MacAllister’s imagination was galloping. He half expected to find an airlock. Or, as Amy had suggested, fuel lines. But there was nothing unusual. Below them, the sides of the gorge drew gradually together. The moonrider must simply have wedged itself in, applied power, and proceeded to change the asteroid’s course. It just didn’t look possible. The asteroid was immense.
He looked across to the horizon. The asteroid was so small that all directions seemed sharply downhill.
Valya was still looking into the gorge. “How about that?”
“What do you see?” asked Eric.
“Not a thing.”
MacAllister nodded. “The dog in the night.”
Amy grinned. “It didn’t bark,” she said.
“Very good. I didn’t think kids today read Sherlock Holmes.”
“I saw the sim.”
“What are we talking about?” asked Eric.
“There aren’t any marks,” said Amy. “There should be marks if something wedged itself in here and shifted the asteroid onto a new course.”
“Ah,” said Eric. “You’re right. It does look pretty smooth out there.”
“So what do we do now?” asked Amy.
Valya pushed back her red hair with her fingertips. “Damned if I know. I don’t think there’s anything else to be done here.

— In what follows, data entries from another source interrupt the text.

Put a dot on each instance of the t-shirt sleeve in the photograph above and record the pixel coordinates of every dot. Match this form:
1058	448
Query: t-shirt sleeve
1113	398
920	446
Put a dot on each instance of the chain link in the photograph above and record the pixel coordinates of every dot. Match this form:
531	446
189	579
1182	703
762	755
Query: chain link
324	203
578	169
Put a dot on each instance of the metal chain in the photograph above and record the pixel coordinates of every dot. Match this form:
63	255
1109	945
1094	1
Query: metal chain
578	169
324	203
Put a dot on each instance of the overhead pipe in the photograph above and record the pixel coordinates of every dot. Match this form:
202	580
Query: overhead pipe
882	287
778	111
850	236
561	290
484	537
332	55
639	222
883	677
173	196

Unless we want to wait around a bit and see whether they come back.”
“Hide-and-seek,” said MacAllister. “We pull out, they show up. Maybe Amy’s right. Maybe they’re delinquents.”
Amy cleared her throat. Looked mock-offended. “I didn’t say that, Mac,” she said.
Valya sat with her head back, eyes closed. “Bill,” she said. “Where’s the asteroid headed?”
“Sunward, Valya.”
“We know that. Go beyond that. Several orbits if you have to.”
“Working.”
“It’s starting to look,” said Eric, “as if we’ll be going back with more questions than answers.”
“It will in time intersect with Terranova.”
Everyone stopped breathing. “When?”
“In seventeen years, five months. On its third orbit.”
“By ‘intersect,’” said MacAllister, “you mean collide?”
“That is correct, Gregory.”
Eric paled. “My God,” he said, “a rock this size — ”
Amy nodded. “Would cause mass extinctions.”
“Makes no sense,” said MacAllister. “There’s nothing down there except the wildlife. Why would anybody want to wipe them out?”
“Maybe they want to terraform the place,” said Amy.
Valya sat up straight. “Whatever they’re about, it looks as if we can assume they’re not friendly. Bill?”
“Yes, Valya?” “I want to talk to Union.”